• Wednesday, 15 September 2021
    1:00 pm - 2:00 pm
  • Zoom – further details provided upon registration

Law schools were long preoccupied with the question of whether they were free to teach and research in the same way as the humanities or whether they were perpetually constrained by the presuppositions of legal practice. Since the Dawkins reforms, this dilemma has been overshadowed by a policy of state disinvestment in public education. The focus on fee-paying students means that academic capitalism has arguably become the raison d’être of the law school. The impetus to increase the number of job-ready graduates while decreasing the cost to the state has been ramped up as a result of Covid-19 and the collapse of the international student market.

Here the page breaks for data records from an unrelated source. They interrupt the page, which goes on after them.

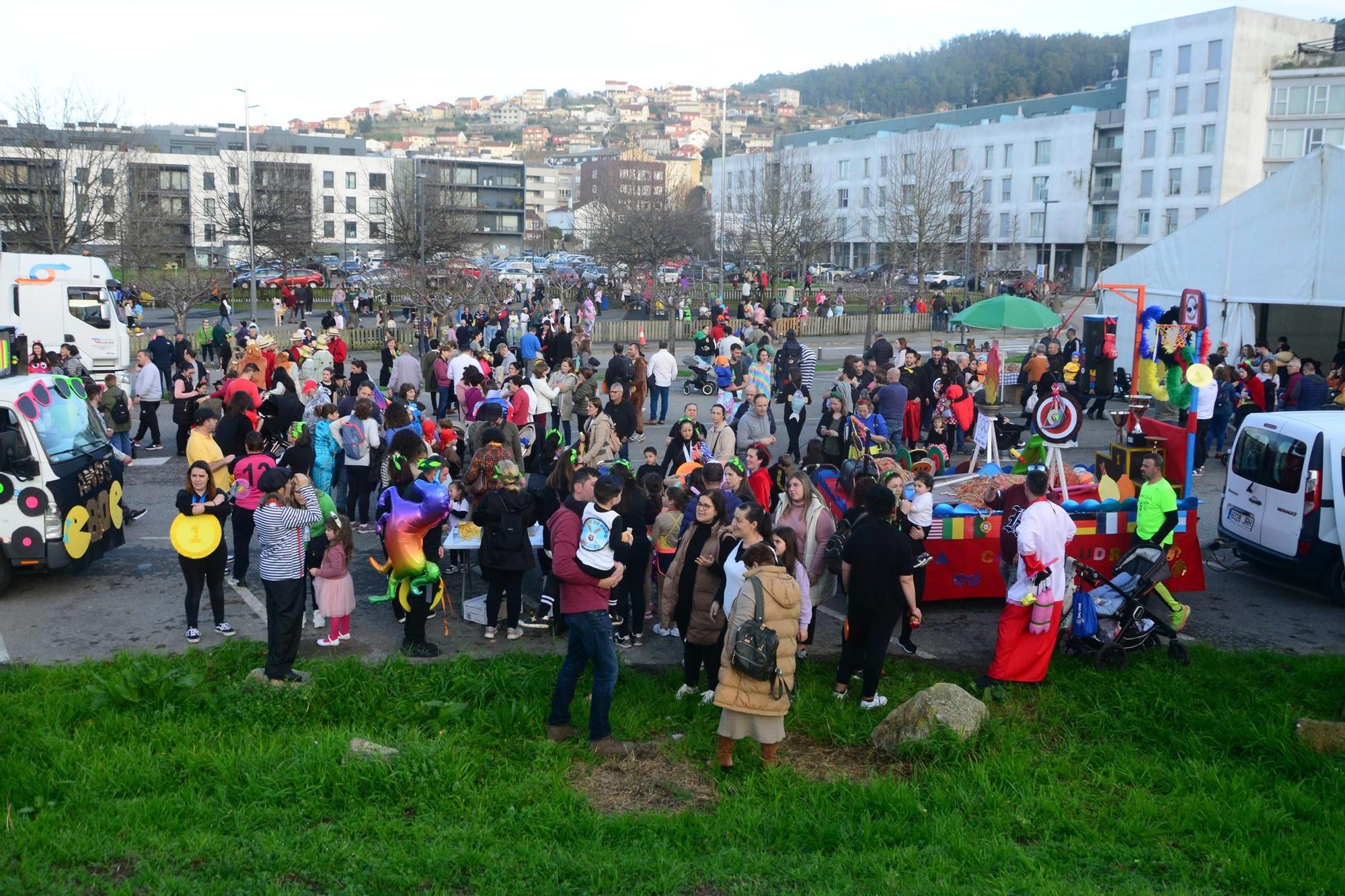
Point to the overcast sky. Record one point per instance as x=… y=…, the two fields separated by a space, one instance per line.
x=180 y=63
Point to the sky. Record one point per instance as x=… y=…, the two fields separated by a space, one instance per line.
x=154 y=63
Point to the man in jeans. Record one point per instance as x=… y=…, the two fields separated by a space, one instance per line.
x=584 y=607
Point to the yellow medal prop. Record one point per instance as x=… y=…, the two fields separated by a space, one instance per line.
x=196 y=537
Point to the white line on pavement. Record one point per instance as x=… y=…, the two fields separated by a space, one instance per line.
x=249 y=599
x=894 y=641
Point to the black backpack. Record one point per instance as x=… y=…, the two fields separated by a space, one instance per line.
x=836 y=545
x=120 y=412
x=755 y=647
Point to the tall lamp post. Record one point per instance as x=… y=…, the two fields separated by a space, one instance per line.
x=252 y=244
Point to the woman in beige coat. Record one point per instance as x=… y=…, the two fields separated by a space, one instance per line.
x=755 y=708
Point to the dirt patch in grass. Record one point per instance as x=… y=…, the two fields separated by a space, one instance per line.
x=828 y=762
x=646 y=783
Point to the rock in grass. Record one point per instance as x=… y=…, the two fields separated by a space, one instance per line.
x=361 y=747
x=1323 y=736
x=939 y=704
x=259 y=677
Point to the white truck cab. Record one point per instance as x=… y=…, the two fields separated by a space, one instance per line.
x=60 y=481
x=56 y=299
x=1286 y=481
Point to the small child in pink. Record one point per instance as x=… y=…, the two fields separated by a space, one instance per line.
x=333 y=585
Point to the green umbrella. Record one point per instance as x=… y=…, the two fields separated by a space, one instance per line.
x=1012 y=313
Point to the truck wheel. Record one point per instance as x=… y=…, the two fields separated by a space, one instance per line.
x=1336 y=581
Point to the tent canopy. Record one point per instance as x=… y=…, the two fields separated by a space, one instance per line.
x=1278 y=243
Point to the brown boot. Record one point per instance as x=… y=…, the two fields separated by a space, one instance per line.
x=769 y=759
x=724 y=752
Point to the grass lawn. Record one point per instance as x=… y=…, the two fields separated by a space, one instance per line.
x=1157 y=778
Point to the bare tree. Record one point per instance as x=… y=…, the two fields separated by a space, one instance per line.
x=64 y=179
x=778 y=209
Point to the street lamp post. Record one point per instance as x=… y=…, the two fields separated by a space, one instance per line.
x=252 y=244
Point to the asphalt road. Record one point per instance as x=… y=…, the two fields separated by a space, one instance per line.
x=134 y=598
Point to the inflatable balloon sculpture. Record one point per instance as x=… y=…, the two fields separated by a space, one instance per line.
x=404 y=528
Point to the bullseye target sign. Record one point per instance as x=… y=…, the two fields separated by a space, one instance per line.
x=1059 y=419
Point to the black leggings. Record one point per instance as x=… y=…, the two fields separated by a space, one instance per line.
x=206 y=573
x=867 y=647
x=504 y=584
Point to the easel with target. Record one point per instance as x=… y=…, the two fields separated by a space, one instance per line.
x=1058 y=421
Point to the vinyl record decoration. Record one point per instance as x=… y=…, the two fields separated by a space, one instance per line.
x=1058 y=419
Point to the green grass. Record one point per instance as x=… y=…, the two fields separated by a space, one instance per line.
x=1157 y=778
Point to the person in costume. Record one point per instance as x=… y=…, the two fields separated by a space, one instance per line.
x=1031 y=618
x=201 y=497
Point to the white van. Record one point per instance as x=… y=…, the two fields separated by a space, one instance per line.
x=1286 y=479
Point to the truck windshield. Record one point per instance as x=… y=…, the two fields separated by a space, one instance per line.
x=67 y=425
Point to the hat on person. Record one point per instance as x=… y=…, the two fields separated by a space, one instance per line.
x=275 y=479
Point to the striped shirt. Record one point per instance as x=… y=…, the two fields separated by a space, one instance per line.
x=283 y=533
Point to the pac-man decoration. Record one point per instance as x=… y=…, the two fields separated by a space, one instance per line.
x=197 y=536
x=75 y=533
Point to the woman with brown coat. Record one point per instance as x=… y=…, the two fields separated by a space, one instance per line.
x=755 y=708
x=691 y=591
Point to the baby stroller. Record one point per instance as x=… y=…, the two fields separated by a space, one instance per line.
x=703 y=376
x=1124 y=618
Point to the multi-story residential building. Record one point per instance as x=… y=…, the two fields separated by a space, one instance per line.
x=1196 y=115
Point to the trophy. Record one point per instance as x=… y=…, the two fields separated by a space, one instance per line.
x=1139 y=405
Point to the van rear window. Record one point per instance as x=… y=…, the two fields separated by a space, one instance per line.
x=1270 y=459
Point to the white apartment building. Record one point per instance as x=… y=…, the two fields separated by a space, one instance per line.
x=1196 y=115
x=1213 y=104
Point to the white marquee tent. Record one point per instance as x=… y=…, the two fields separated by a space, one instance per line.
x=1282 y=243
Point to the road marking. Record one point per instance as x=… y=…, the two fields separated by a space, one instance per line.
x=895 y=642
x=248 y=599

This presentation will argue that the law school has become not only a source of capital accumulation for the neoliberal state, but also a source of human capital for both law students and academics. Consumer power has enabled students to influence both the curriculum and pedagogy in ways that prioritise job-ready new knowledge in accordance with the government aim. As neoliberal subjects, academics are also engaged in a kind of enterprise, the outcomes of which must be rendered calculable. This is most marked in respect of the pressure to engage in funded research. This is exerting a deleterious impact on teaching, which is increasingly assigned to an ever-expanding precariat.

About the presenter

Margaret Thornton is an Emerita Professor of Law at the Australian National University in Canberra. She has degrees from Sydney, UNSW and Yale, and is a Barrister of the Supreme Court of NSW and the High Court of Australia. She formerly occupied the Richard McGarvie Chair of Socio-Legal Studies at La Trobe University and has held visiting fellowships at Oxford, London, Columbia, Sydney and York, Canada. She has published extensively on issues relating to women and the law, including the only book-length study of women and the legal profession in Australia: Dissonance and Distrust: Women and the Legal Profession, Oxford 1996 (also published in Chinese by the Law Press, Beijing, 2001). Other books include The Liberal Promise: Anti-Discrimination Legislation in Australia(Oxford, 1990) and Privatising the Public University: The Case of Law (Routledge, 2012). Her current research project entails a study of the new ways of practising law with regard to gender, professionalism and technology. She is a Fellow of the Academy of Social Sciences in Australia and a Foundation Fellow of the Australian Academy of Law.